[petsc-dev] Petsc "make test" have more failures for --with-openmp=1
Eric Chamberland
Eric.Chamberland at giref.ulaval.ca
Wed Mar 17 10:23:04 CDT 2021
Thanks Barry,
Just to report:
I tried to switch to the proposed smoother by default in our code:
-pc_hypre_boomeramg_relax_type_all l1scaled-SOR/Jacobi
However, I have some failures, even if I compiled without --with-openmp=1.
[0]PETSC ERROR: --------------------- Error Message
--------------------------------------------------------------
[0]PETSC ERROR: Error in external library
[0]PETSC ERROR: Error in jac->setup(): error code 12
[0]PETSC ERROR: See https://www.mcs.anl.gov/petsc/documentation/faq.html
for trouble shooting.
[0]PETSC ERROR: Petsc Release Version 3.14.5, Mar 03, 2021
[0]PETSC ERROR:
/home/mefpp_ericc/GIREF/bin/Test.EstimationGradientHessien.dev on a
named rohan by ericc Wed Mar 17 11:05:23 2021
[0]PETSC ERROR: Configure options
--prefix=/opt/petsc-3.14.5_debug_openmpi-4.1.0 --with-mpi-compilers=1
--with-mpi-dir=/opt/openmpi-4.1.0 --with-cxx-dialect=C++14
--with-make-np=12 --with-shared-libraries=1 --with-debugging=yes
--with-memalign=64 --with-visibility=0 --with-64-bit-indices=0
--download-ml=yes --download-mumps=yes --download-superlu=yes
--download-hpddm=yes --download-slepc=yes --download-superlu_dist=yes
--download-parmetis=yes --download-ptscotch=yes --download-metis=yes
--download-strumpack=yes --download-suitesparse=yes --download-hypre=yes
--with-blaslapack-dir=/opt/intel/oneapi/mkl/2021.1.1/env/../lib/intel64
--with-mkl_pardiso-dir=/opt/intel/oneapi/mkl/2021.1.1/env/..

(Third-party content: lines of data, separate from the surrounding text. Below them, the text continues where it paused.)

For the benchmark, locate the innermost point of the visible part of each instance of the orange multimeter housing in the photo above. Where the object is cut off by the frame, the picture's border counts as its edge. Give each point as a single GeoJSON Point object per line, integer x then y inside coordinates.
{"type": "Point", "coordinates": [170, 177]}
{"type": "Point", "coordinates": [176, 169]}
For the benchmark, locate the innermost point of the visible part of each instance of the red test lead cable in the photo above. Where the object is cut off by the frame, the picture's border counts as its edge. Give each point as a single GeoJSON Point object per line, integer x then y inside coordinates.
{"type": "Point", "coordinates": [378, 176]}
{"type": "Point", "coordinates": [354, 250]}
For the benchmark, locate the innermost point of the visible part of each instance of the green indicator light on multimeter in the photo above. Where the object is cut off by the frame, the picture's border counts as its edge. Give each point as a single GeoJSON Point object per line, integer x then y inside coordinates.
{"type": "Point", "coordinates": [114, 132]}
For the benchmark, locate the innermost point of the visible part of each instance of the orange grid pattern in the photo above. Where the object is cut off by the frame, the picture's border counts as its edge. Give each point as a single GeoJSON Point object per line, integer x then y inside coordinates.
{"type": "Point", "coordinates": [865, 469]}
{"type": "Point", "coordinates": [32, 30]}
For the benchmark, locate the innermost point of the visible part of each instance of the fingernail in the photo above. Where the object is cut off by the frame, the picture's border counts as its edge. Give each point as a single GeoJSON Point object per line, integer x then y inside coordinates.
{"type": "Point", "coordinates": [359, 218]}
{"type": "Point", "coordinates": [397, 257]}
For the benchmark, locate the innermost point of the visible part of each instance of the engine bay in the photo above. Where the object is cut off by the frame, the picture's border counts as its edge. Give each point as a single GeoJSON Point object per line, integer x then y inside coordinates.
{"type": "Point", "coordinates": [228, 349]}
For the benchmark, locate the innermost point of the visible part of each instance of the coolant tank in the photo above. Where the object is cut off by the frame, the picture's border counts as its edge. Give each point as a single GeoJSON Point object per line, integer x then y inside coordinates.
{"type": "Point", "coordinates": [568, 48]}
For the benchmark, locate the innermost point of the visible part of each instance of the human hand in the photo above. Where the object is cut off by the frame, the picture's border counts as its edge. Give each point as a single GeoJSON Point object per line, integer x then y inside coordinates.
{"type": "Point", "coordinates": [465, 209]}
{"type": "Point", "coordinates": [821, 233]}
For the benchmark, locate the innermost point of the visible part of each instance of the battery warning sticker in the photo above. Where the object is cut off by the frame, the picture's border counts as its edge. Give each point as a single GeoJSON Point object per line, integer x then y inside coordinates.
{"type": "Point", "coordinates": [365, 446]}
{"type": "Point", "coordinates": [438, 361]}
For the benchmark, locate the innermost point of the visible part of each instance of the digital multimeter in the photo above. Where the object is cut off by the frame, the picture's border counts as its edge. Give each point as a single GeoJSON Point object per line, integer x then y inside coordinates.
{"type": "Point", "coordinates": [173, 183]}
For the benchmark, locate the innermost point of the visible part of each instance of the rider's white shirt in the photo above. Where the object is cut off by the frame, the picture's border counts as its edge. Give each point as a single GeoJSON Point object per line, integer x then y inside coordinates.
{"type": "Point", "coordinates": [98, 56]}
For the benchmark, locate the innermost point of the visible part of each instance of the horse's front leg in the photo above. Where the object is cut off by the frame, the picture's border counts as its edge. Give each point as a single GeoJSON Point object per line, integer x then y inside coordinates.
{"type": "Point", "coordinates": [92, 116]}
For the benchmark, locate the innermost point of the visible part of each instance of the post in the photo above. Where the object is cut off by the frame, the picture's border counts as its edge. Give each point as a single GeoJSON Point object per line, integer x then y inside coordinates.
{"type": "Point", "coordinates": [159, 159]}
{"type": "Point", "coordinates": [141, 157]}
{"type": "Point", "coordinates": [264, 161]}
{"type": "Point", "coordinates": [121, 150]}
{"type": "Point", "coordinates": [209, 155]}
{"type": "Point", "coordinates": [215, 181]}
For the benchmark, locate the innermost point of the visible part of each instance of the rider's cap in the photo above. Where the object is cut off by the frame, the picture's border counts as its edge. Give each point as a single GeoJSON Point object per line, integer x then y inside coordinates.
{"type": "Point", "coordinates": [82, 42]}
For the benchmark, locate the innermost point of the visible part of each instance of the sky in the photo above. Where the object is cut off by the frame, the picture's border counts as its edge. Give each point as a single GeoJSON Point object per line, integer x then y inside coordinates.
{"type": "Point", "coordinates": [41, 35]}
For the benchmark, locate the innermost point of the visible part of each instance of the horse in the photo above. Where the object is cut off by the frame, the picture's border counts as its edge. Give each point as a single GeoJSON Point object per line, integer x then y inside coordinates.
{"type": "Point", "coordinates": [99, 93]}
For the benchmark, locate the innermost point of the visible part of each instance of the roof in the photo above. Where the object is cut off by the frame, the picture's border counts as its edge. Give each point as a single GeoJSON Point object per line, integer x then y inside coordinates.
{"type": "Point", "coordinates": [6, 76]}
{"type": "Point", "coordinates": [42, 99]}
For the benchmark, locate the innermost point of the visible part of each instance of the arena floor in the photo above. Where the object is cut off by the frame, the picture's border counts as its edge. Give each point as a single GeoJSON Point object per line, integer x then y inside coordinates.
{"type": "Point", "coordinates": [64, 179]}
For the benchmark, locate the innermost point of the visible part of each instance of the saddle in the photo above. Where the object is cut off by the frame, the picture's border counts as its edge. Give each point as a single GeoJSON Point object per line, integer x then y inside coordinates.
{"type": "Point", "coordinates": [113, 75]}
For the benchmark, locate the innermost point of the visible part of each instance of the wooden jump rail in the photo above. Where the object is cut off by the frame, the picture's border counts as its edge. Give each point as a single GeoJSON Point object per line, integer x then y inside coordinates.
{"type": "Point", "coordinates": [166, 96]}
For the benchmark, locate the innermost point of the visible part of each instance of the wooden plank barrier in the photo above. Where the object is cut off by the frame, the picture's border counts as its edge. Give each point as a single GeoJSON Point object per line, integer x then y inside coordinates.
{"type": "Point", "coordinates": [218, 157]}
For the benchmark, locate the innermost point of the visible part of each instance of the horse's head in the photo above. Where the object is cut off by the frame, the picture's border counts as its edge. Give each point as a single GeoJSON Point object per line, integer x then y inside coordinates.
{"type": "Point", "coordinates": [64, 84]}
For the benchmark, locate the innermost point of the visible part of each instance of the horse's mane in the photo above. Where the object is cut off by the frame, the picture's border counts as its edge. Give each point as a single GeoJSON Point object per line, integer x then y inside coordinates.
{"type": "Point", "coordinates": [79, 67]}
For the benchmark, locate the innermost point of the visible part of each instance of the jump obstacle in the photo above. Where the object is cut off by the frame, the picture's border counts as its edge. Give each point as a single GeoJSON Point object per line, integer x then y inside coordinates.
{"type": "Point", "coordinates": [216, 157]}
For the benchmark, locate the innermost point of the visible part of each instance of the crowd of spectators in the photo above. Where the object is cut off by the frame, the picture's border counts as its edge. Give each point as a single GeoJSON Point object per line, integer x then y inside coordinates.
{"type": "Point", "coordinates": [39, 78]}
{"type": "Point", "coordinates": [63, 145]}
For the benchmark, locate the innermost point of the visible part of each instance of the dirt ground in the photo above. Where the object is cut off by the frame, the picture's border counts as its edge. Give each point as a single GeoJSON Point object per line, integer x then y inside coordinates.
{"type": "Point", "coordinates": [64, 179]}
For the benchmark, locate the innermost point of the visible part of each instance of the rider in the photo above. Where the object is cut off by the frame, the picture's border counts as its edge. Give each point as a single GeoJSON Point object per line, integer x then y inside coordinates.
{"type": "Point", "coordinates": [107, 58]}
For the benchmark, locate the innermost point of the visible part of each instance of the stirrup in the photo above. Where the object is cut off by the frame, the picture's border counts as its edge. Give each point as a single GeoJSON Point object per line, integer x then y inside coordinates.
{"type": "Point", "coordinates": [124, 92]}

--with-mkl_cpardiso-dir=/opt/intel/oneapi/mkl/2021.1.1/env/..
--with-scalapack=1
--with-scalapack-include=/opt/intel/oneapi/mkl/2021.1.1/env/../include
--with-scalapack-lib="-L/opt/intel/oneapi/mkl/2021.1.1/env/../lib/intel64
-lmkl_scalapack_lp64 -lmkl_blacs_openmpi_lp64"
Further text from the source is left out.